Joseph "Zigaboo" Modeliste
On the Right Track
From the beginning of this enjoyable record, Joseph "Zigaboo" Modeliste stakes his claim to the throne that he was, is, and will be the funkiest drummer on the planet. Throughout this whole album, Zig's drumming kicks like the Incredible Hulk's slingshot, and the rest of the band on the whole follows through.
The record starts with the underground uptown standard "Welcome To New Orleans." Although the lyrics almost venture into New Orleans cliche, the party vibe and beat carry this song. Special guest Dr. John supplies some of his patented piano riffs, and the horns hit with the right amount of punch. The rest of the CD follows in this vein or in the soul-ballad vein with Zig's gunshot-like snare drum powering the mix. It's good that Zig has one foot in the funk of the past and one foot in the contemporary world. The funk comes through in Mardi Gras-esque "Phat Too's Day" with its second-line funk beats and simple, yet irresistible piano.

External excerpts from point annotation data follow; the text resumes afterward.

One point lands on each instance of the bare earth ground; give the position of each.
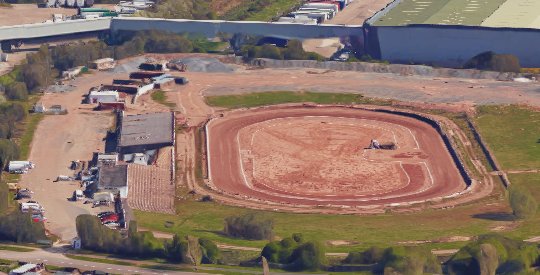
(59, 140)
(20, 14)
(354, 14)
(298, 163)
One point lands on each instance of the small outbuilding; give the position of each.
(114, 179)
(103, 64)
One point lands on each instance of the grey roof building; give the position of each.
(139, 133)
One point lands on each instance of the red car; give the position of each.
(111, 218)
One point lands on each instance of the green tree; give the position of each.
(250, 226)
(19, 227)
(17, 91)
(8, 151)
(522, 202)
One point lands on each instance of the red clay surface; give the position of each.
(317, 156)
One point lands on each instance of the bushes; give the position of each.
(494, 62)
(210, 251)
(408, 260)
(19, 227)
(97, 237)
(523, 203)
(249, 226)
(492, 252)
(371, 256)
(296, 253)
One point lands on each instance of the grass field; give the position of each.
(270, 98)
(513, 134)
(444, 12)
(160, 97)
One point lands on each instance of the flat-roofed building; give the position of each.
(140, 133)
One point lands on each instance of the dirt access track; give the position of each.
(303, 156)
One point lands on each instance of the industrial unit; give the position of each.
(141, 133)
(450, 32)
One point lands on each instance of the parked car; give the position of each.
(112, 224)
(109, 219)
(105, 213)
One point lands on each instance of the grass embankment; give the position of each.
(271, 98)
(513, 134)
(160, 97)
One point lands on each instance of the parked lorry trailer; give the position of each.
(20, 166)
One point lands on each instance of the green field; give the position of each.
(513, 134)
(441, 12)
(204, 219)
(271, 98)
(160, 97)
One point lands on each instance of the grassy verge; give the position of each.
(15, 248)
(160, 97)
(271, 98)
(98, 260)
(513, 134)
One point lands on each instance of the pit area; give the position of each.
(325, 156)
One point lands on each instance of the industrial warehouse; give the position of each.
(451, 32)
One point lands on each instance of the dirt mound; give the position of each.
(205, 64)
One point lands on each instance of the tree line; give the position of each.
(489, 254)
(181, 249)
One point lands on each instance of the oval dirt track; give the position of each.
(262, 154)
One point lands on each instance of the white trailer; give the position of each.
(331, 13)
(19, 166)
(333, 7)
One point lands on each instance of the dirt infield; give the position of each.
(302, 156)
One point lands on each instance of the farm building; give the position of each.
(114, 179)
(103, 64)
(72, 73)
(140, 133)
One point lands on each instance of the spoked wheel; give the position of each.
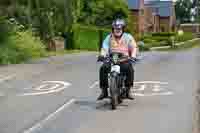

Zig's contemporary sound is different from most rhythm and blues these days because it still has the soul and the unmistakable sound of real instruments. The sleazy late-night saxophone in "You Could Be a Movie Star" and keyboards in the final track "Rollin' Stone" show that Zig is firmly in the present. His social consciousness shines on two tracks; "Guns" in particular features rappers Spyboy and CB decrying the impact of gun violence on the community. -- Kunian
Joseph "Zigaboo" Modeliste performs with his Funk Revue at 4:10 p.m. Sunday, April 25, at the Sprint Stage.
It's About Time
There's hardly ever a second line, street party, or music festival in New Orleans where the boisterous sounds of the Lil' Stooges can't heard, which is why it comes as some surprise that the band has just released their first-ever CD, the aptly titled It's About Time. Having played together since 1996, the band recently lost the "Lil'" and now goes by simply The Stooges (never mind that band leader Walter "Whoadie" Ramsey, who plays sousaphone and trombone, is the band's oldest member at 23). On It's About Time, the eight members of the current lineup play loose enough that it feels as real as any live performance, but they still keep it just tight enough to come off as the polished professionals they are.
The incessantly upbeat "Deal With This," "Can't Be Faded," "Wind it Up" (by Stooges trumpet player Troy "Trombone Shorty" Andrews) and "Mo 1" are particularly potent tracks, whereas a slower groove winds its way through the hip-hop infused "Where You From" and "Chosen II." The latter features the vocals of two Lil' Stooges veterans, Ellis Joseph and J'Mar Wesley, who appear here as special guests. "Big Sam" Williams of Big Sam's Funky Nation also makes a guest appearance here, on the CD's one nod to tradition, the old-school standard "Paul Barbarin."
The last song on the record, "Weed Drought" is a sort of bitter nostalgia trip ("how many y'all remember -- we couldn't find none of that stinky "), but it works perfectly as a clever coda to this impressively accomplished "debut." -- Cynthia Joyce
The Stooges parades with the Zulu Walking Warriors and the Original CTC social aid & pleasure clubs at 4 p.m. Friday, April 23.